劉臣看趙暖的樣子,就知道她想到法子了。
他激動喊道:“暖丫頭,快說,別賣關子了!”
趙暖胸有成竹地一笑:“孫大人說得對,隨州百姓最缺吃的,先要讓他們知道葛根能吃。
可種地是在跟老天搶時間,等不及讓他們慢慢明白。”
葛根雖然好種,但對比糧食來說,收獲時間長了差不多三倍。
周文睿把椅子往前拉了拉:“姐姐快說,你想到了什么辦法?”
沈明清一下就看出來了:“跟聶將軍有關?”
“我?” 聶松用手指指著自已的鼻子。
“對,就是需要聶將軍幫忙。” 趙暖站起來,對聶松行了個禮,然后才繼續說出自已的想法。
“隨州百姓眼界淺,引導他們需要些時日。可將軍您跟您的兵都是干過大事兒的,怎么能繼續頹廢?”

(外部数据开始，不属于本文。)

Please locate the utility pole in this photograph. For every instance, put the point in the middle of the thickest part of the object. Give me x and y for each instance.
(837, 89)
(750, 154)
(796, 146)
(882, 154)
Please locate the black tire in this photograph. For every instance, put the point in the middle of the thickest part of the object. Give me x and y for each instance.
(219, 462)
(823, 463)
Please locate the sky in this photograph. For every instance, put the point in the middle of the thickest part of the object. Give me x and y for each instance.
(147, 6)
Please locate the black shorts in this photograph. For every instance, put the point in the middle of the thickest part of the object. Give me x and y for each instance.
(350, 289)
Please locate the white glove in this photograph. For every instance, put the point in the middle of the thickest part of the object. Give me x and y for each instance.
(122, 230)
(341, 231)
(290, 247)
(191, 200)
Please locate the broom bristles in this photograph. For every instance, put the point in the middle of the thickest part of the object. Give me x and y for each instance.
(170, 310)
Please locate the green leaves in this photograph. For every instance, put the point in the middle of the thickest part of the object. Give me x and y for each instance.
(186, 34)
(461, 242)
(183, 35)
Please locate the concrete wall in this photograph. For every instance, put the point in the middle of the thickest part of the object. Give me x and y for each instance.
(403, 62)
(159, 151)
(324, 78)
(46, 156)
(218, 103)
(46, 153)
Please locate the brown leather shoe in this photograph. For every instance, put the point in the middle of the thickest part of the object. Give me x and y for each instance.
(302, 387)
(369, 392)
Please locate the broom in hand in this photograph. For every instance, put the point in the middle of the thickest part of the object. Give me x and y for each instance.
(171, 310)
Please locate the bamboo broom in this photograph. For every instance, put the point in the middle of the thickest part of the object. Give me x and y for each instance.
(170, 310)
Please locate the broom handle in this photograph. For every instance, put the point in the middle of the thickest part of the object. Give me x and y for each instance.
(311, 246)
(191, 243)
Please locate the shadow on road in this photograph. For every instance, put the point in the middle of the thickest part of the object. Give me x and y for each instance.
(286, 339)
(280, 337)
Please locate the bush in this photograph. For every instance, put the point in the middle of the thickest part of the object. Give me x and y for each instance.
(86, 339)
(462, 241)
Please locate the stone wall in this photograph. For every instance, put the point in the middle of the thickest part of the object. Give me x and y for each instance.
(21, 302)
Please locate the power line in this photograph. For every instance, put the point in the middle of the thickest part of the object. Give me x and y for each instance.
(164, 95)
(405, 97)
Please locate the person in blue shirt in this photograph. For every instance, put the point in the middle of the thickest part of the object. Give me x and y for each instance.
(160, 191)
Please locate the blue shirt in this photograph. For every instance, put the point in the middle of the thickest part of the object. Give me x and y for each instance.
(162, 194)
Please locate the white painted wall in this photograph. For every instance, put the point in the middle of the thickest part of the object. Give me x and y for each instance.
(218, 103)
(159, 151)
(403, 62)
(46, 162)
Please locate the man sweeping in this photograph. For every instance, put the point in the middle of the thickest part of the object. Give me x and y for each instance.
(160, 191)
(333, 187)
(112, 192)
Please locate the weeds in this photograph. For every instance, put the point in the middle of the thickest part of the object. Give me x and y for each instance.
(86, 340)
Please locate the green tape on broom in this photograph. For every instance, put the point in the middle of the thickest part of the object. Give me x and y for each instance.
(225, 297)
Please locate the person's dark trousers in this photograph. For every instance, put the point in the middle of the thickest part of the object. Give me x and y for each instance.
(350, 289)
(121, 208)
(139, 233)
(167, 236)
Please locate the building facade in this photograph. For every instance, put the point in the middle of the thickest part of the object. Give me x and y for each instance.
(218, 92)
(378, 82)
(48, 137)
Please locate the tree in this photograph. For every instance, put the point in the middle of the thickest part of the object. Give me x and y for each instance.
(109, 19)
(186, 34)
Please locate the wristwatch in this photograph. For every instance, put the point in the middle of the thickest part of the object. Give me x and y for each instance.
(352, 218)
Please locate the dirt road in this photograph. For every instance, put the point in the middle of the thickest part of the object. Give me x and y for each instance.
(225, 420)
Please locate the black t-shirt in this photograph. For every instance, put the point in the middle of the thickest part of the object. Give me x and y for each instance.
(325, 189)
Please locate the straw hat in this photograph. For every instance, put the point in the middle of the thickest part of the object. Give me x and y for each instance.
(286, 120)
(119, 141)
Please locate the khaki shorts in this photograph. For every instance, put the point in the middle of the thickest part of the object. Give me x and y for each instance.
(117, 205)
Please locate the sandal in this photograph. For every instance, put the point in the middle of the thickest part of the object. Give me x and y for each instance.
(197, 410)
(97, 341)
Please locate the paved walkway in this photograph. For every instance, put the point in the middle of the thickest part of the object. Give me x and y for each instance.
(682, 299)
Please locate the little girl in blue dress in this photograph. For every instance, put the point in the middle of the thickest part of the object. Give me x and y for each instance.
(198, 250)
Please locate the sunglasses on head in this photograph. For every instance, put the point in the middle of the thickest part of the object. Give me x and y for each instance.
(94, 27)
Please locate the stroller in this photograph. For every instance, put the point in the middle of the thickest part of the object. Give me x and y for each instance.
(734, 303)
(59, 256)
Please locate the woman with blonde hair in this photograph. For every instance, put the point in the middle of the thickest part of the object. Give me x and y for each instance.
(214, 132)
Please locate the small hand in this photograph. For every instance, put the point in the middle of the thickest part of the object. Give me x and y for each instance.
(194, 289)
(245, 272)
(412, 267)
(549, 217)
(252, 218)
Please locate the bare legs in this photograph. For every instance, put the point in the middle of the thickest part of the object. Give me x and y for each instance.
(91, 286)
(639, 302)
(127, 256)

“趙娘子過獎了,過獎了。” 聶松又笑又嘆氣,“只要有一個人能記住他們的功勞,付出就沒白費。”
趙暖不得已先拉踩了一下隨州百姓,把聶松夸高興起來。
“所以咱們先讓各位將士行動起來,做出榜樣。” 趙暖在心里組織了一下語言,要怎么說才讓這些從小受忠君教育的人更容易接受。
“趙娘子的意思是讓將士們去種葛根?” 聶松發出疑問。
“聶大人說對了!” 趙暖用利益吸引聶松,“土地山頭由我來購買,種子也由我出,種植技術我也教。”
劉臣問道:“那收獲的葛根你也按一文錢三斤,或者五斤來收購?”
趙暖搖搖手指:“那是跟隨州百姓的廉價合作方式,以防窮人乍富生出亂子。”
她說完前面的話,看向聶松:“聶將軍及其將士都是心智極其堅定之人,所以我打算把葛根制成成品售賣后,跟將士們五五分成。”
“五五分?” 聶松刷地一下站起來。
趙暖點頭:“沒錯。”
劉臣、崔利也都吃驚趙暖竟然能讓出這么多利來,一時間,都無法言語。
孫大人目光閃爍,他看看趙暖,又看看雖已控制住表情、但難掩一絲吃驚的周文睿、沈明清。
這兩人如此表情,說明這事兒是趙暖剛剛才想到的。
于是,他又把目光投向趙暖。
這位奶娘,不簡單!
“趙娘子,你要想清楚了。” 聶松表情嚴肅,“雖說你是女子,但做人都要言而有信。利潤的五成,可不是一個小數目。”
趙暖覺得自已運氣是真不錯,聶松沒有聽到高利潤就答應下來,而是提醒自已,說明他是光明正大的漢子。
所以她再次扔出一個重磅炸彈:“不是純利潤的五成,而是毛利的五成。”
趙暖話音剛落,孫大人就目光如炬。
她竟然如此有魄力,讓出這么大的利益,只為讓趙家山多一份安全。
毛利五五分成,這不是趙暖在胡亂說,而是她已經快速算過了。
在現代,葛根粉是新時代的健康食物,有一段時間風特別大,幾乎每條街上都有一家賣葛根制品的小商鋪。
因此哪怕趙暖沒有刻意去了解,也知道了不少關于葛根的事兒。
葛根在現代農業的規范管理下,一般在 1.5 到 2.5 年采收,此時淀粉含量最高,鮮葛根畝產能達到五千斤。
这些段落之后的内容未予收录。